Many Vietnamese say the port call is welcome, demonstrating that old wounds have finally healed in the conflict that killed 58,000 Americans and three million Vietnamese.

"Since Vietnam is now at peace, it's normal for an American Navy ship to be in Vietnam," said Dang Van Hai, 49, a former South Vietnamese soldier who now drives a motorbike taxi.

"I've seen many American veterans who came back. Most of (today's sailors) were not involved in the war and they're visiting many countries and Vietnam is one of their destinations, so I think it's good for them to come back here," he said.

The frigate, part of the U.S. Navy's Seventh Fleet, came from Yokosuka, Japan. The 4,100-ton guided-missile ship carries about 200 crew members.

Visits were scheduled to the Vietnamese Navy Command and Military Zone 7. Also planned was a ceremony in front of City Hall, before a monument honoring Vietnamese Communist leader Ho Chi Minh.

American soldiers once were a constant presence on the streets of Saigon during the height of the war, but U.S. forces pulled out in 1973 after the Paris Peace Agreement was reached.

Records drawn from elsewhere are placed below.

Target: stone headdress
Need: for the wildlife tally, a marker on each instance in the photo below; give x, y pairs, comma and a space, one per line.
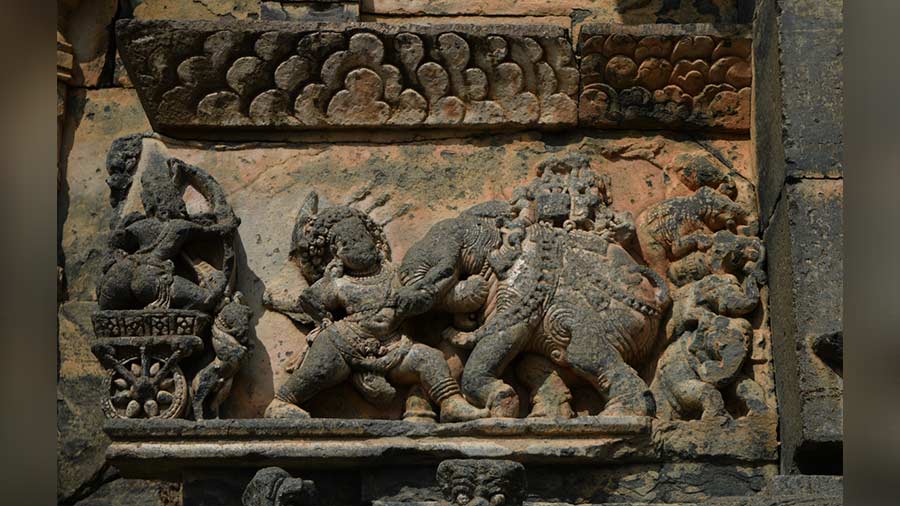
313, 243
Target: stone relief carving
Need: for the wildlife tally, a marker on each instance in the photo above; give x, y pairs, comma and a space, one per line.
553, 285
466, 482
313, 76
665, 80
359, 308
169, 277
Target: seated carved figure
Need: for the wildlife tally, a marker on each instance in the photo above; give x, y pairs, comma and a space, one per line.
568, 291
152, 265
710, 345
356, 300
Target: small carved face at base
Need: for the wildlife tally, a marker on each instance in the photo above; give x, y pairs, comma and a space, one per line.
482, 482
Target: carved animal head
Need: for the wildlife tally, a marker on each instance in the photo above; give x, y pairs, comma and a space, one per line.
161, 191
696, 171
482, 482
336, 232
738, 255
721, 345
720, 211
566, 192
273, 486
121, 164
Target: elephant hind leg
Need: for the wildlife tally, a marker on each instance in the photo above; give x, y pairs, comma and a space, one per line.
481, 377
591, 355
550, 397
695, 396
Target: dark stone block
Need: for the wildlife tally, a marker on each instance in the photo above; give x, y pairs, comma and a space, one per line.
805, 242
798, 117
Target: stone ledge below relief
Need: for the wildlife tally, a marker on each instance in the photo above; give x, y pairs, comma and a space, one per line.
163, 448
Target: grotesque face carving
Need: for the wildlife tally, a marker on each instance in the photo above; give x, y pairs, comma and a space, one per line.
482, 482
567, 193
354, 246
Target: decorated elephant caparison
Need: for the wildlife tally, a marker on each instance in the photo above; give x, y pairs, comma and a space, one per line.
568, 291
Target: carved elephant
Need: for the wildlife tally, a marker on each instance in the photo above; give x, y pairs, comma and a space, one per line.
449, 267
699, 364
580, 300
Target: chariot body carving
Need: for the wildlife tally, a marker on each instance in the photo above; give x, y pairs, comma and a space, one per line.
567, 289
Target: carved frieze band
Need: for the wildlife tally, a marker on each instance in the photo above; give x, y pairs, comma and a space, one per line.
314, 76
664, 78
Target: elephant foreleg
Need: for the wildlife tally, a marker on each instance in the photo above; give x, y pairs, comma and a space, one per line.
550, 397
323, 367
481, 377
591, 355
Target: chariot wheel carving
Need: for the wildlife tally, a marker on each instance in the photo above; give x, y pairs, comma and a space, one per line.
146, 386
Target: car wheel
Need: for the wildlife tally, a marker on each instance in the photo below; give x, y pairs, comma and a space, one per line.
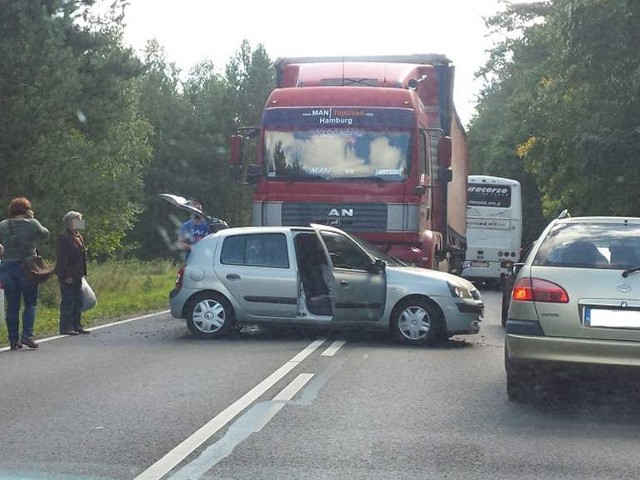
519, 383
210, 315
417, 322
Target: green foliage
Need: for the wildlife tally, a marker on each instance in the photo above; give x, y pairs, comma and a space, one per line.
71, 136
193, 120
123, 288
560, 109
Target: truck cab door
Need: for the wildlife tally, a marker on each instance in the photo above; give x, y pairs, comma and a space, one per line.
358, 283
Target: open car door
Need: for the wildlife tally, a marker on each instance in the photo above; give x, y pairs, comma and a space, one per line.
359, 282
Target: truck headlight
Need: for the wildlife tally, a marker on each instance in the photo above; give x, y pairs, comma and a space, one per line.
459, 292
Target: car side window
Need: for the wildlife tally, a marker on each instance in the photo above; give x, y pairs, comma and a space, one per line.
256, 250
345, 253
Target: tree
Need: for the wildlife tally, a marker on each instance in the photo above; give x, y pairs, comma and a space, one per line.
562, 94
70, 133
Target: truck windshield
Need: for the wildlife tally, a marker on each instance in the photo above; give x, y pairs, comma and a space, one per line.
336, 153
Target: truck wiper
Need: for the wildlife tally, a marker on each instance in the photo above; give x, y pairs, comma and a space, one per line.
626, 273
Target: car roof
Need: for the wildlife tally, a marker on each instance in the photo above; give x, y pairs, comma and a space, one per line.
273, 229
598, 219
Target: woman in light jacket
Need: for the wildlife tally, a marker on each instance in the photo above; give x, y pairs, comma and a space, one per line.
19, 235
71, 266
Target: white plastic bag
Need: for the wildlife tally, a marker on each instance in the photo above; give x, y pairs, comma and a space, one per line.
89, 299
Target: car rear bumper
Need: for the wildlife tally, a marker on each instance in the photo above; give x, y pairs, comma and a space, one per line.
523, 348
463, 317
177, 299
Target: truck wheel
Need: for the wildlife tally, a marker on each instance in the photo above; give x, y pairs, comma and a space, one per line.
416, 321
209, 315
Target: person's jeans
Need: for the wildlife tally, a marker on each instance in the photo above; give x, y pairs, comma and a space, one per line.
17, 288
70, 306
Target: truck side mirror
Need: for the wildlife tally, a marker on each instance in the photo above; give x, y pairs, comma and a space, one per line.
444, 152
446, 175
235, 147
254, 173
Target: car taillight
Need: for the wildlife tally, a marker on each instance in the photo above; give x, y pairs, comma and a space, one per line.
538, 290
179, 277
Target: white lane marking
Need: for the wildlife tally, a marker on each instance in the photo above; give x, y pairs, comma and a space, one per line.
333, 348
106, 325
184, 449
252, 421
283, 397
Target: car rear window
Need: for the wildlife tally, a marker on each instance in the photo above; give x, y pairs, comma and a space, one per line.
256, 250
591, 245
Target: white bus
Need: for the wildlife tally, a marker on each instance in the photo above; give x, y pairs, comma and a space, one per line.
494, 227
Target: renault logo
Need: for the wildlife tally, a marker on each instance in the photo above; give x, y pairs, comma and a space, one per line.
624, 287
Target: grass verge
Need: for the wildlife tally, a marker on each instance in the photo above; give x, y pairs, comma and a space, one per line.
123, 289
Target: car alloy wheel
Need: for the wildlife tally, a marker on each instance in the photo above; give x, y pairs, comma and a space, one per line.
209, 315
416, 321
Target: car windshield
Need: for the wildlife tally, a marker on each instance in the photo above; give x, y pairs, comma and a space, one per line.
591, 245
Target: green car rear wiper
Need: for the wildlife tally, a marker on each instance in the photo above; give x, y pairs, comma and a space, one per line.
626, 273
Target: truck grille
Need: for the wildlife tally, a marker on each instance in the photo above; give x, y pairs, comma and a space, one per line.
357, 217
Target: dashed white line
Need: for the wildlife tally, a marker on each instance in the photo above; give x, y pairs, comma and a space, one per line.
333, 348
252, 421
184, 449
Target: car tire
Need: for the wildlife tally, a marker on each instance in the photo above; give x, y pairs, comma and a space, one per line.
209, 315
519, 382
416, 321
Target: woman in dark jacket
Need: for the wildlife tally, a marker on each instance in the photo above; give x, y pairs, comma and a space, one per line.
71, 267
20, 234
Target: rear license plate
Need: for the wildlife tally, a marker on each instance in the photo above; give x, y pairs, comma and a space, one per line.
480, 264
608, 318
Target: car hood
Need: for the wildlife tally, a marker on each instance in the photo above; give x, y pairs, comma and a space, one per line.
435, 280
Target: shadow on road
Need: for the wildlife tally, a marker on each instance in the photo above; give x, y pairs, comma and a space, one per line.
353, 336
596, 399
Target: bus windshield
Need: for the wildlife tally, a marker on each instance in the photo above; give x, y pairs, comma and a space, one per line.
493, 195
337, 153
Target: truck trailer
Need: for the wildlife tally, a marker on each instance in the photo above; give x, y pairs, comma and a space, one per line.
370, 144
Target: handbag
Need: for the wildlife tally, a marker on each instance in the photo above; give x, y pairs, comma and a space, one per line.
35, 268
89, 299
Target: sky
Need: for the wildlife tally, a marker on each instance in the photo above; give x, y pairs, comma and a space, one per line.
191, 31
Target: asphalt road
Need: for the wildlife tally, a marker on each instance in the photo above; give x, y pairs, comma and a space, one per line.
144, 399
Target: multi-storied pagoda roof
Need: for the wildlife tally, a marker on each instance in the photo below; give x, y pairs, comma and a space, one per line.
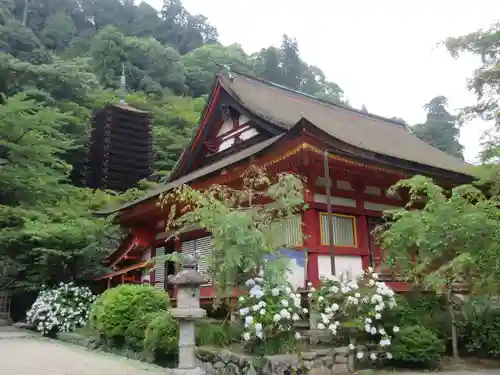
278, 112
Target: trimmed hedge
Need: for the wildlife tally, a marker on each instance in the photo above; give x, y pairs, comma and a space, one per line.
418, 346
121, 315
161, 341
479, 327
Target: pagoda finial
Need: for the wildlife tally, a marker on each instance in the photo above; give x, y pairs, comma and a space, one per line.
123, 86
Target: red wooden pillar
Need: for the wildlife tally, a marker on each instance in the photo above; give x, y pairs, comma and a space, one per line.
178, 249
310, 230
362, 231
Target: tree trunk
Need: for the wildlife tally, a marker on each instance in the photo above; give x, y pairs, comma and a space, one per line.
454, 338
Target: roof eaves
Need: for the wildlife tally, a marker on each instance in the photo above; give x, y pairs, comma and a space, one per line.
218, 165
323, 101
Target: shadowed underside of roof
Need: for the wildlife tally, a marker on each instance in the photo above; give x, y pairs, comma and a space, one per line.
218, 165
286, 107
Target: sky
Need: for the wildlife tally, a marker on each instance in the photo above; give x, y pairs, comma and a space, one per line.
383, 54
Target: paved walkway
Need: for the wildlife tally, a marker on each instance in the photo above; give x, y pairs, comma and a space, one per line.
22, 354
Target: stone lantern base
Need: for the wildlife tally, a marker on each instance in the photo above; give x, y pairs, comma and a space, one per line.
187, 371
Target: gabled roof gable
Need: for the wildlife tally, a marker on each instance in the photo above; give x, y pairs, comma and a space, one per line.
226, 127
285, 107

Two years later came the fall of Saigon, the capital of U.S.-backed South Vietnam, to Communist forces. It was renamed Ho Chi Minh City.

On Wednesday, U.S. sailors had permission to go ashore until midnight, after which they were required to either return to the ship, or go to hotels in town.

"I think they will behave themselves," said John Smallman, special agent for US Naval Criminal Investigative Service. At the same time, "we don't want them to be so careful that nobody has any fun."